Application of logistic regression for landslide susceptibility zoning of Cekmece Area, Istanbul, Turkey


DUMAN T. Y., CAN T., GOKCEOGLU C., NEFESLİOĞLU H. A., SONMEZ H.

ENVIRONMENTAL GEOLOGY, vol.51, no.2, pp.241-256, 2006 (SCI-Expanded) identifier identifier

  • Publication Type: Article / Article
  • Volume: 51 Issue: 2
  • Publication Date: 2006
  • Doi Number: 10.1007/s00254-006-0322-1
  • Journal Name: ENVIRONMENTAL GEOLOGY
  • Journal Indexes: Science Citation Index Expanded (SCI-EXPANDED), Scopus
  • Page Numbers: pp.241-256
  • Keywords: landslide susceptibility, cekmece (Istanbul), logistic regression, landslide inventory, HAZARD, GIS, REGION, INVENTORY, MODELS, NORTH, RIVER
  • Akdeniz University Affiliated: No

Abstract

As a result of industrialization, throughout the world, cities have been growing rapidly for the last century.

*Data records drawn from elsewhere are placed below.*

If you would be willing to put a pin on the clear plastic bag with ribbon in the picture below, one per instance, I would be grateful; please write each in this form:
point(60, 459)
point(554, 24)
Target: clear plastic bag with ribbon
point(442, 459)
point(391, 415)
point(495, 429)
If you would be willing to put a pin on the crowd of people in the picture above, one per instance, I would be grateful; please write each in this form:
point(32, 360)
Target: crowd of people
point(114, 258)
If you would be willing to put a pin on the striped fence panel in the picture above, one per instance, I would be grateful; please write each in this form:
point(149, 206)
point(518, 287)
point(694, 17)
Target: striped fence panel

One typical example of these growing cities is Istanbul, the population of which is over 10 million. Due to rapid urbanization, new areas suitable for settlement and engineering structures are necessary. The Cekmece area located west of the Istanbul metropolitan area is studied, because the landslide activity is extensive in this area. The purpose of this study is to develop a model that can be used to characterize landslide susceptibility in map form using logistic regression analysis of an extensive landslide database. A database of landslide activity was constructed using both aerial-photography and field studies. About 19.2% of the selected study area is covered by deep-seated landslides. The landslides that occur in the area are primarily located in sandstones with interbedded permeable and impermeable layers such as claystone, siltstone and mudstone. About 31.95% of the total landslide area is located at this unit. To apply logistic regression analyses, a data matrix including 37 variables was constructed. The variables used in the forwards stepwise analyses are different measures of slope, aspect, elevation, stream power index (SPI), plan curvature, profile curvature, geology, geomorphology and relative permeability of lithological units. A total of 25 variables were identified as exerting strong influence on landslide occurrence, and included by the logistic regression equation. Wald statistics values indicate that lithology, SPI and slope are more important than the other parameters in the equation. Beta coefficients of the 25 variables included the logistic regression equation provide a model for landslide susceptibility in the Cekmece area. This model is used to generate a landslide susceptibility map that correctly classified 83.8% of the landslide-prone areas.